🤖 AI Summary
To address the prohibitively high memory overhead of key-value (KV) caches in large language model (LLM) inference—which hinders low-latency deployment—this paper proposes Gated Latent Attention (GLA). GLA extends the Multi-Head Latent Attention (MLA) framework by introducing a token-aware embedded gating mechanism that performs fine-grained modulation of compressed KV vectors within a shared latent space, implicitly capturing higher-order interactions while preserving representational fidelity. Compared to standard Multi-Head Attention (MHA), GLA reduces KV cache memory by 91.6%; relative to MLA, it further cuts memory usage by 59.9%. Empirically, GLA improves accuracy across multiple reasoning benchmarks and scales successfully to models exceeding 1 billion parameters. These results significantly enhance the deployability of large-scale LLMs in resource-constrained environments.
📝 Abstract
Reducing the key-value (KV) cache size is a crucial step toward enabling efficient inference in large language models (LLMs), especially under latency and memory constraints. While Multi-Head Attention (MHA) offers strong representational power, it incurs significant memory overhead. Recent work on Multi-head Latent Attention (MLA) mitigates this by compressing KV representations into a shared latent space, achieving a better trade-off between performance and cache efficiency. While MLA already achieves significant KV cache reduction, the scope for further compression remains limited without performance loss.
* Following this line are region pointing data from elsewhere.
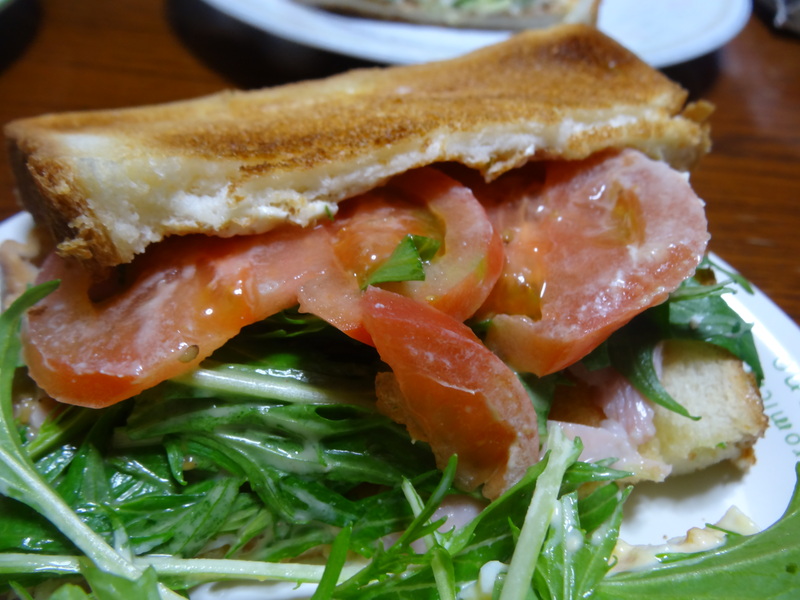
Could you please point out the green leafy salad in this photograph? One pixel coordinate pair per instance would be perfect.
(271, 463)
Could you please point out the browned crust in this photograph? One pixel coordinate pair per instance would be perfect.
(320, 129)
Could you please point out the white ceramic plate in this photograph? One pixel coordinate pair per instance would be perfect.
(662, 32)
(658, 511)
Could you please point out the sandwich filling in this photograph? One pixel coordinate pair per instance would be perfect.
(544, 263)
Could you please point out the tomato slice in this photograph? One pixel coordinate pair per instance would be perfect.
(186, 297)
(179, 302)
(421, 202)
(451, 391)
(592, 246)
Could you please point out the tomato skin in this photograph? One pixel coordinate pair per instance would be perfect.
(452, 392)
(184, 298)
(601, 241)
(423, 202)
(461, 276)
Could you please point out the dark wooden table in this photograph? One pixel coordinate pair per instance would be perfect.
(66, 55)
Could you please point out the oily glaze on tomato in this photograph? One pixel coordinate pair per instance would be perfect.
(186, 297)
(592, 246)
(176, 304)
(451, 391)
(364, 235)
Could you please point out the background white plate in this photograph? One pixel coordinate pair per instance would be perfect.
(662, 32)
(655, 512)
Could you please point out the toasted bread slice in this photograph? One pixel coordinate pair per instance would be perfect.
(515, 14)
(108, 183)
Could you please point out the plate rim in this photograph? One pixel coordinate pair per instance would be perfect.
(776, 333)
(332, 31)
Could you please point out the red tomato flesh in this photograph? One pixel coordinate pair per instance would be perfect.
(186, 297)
(595, 244)
(454, 393)
(422, 202)
(182, 300)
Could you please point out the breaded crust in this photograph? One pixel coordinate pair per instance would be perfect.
(711, 384)
(108, 183)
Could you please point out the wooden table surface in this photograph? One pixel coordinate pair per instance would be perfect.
(67, 55)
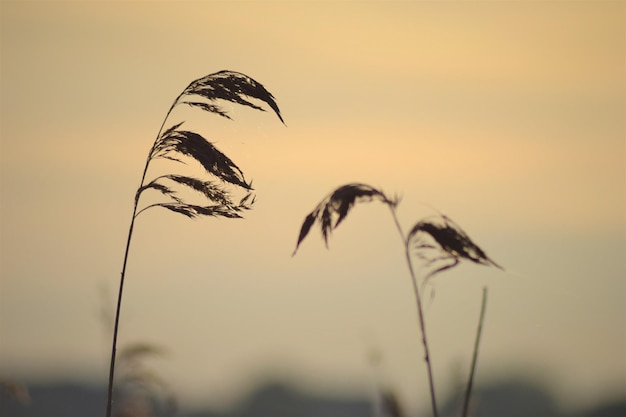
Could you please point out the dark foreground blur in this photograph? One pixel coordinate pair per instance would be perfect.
(515, 398)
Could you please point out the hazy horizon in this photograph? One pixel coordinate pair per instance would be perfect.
(508, 117)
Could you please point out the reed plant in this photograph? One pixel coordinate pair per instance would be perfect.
(220, 175)
(437, 242)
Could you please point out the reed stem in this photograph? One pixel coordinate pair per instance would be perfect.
(420, 313)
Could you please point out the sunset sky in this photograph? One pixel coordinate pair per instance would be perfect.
(507, 116)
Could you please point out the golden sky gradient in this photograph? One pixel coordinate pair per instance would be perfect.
(508, 116)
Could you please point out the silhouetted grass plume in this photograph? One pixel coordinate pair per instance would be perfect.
(434, 240)
(177, 144)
In this paper, we propose extbf{Embedding-Gated Multi-head Latent Attention (EG-MLA)}, a novel extension of MLA that further reduces KV cache size while enhancing representational expressiveness. EG-MLA introduces a token-specific embedding gating mechanism applied in the latent space, enabling fine-grained modulation of compressed KV vectors with minimal additional computation. Compared to MHA, EG-MLA achieves over 91.6% reduction in KV cache size with negligible performance degradation. Relative to MLA, EG-MLA consistently improves task accuracy across diverse reasoning benchmarks while achieving up to 59.9% additional memory savings. Our theoretical analysis highlights how embedding gating induces implicit high-order interactions, and empirical evaluations demonstrate robust generalization across model scales and compression regimes. Notably, we successfully scale EG-MLA to over 1 billion parameters, demonstrating its practical viability for large-scale LLM deployment. These results establish EG-MLA as a memory- and compute-efficient attention mechanism that enables scalable, high-performance inference in modern LLMs.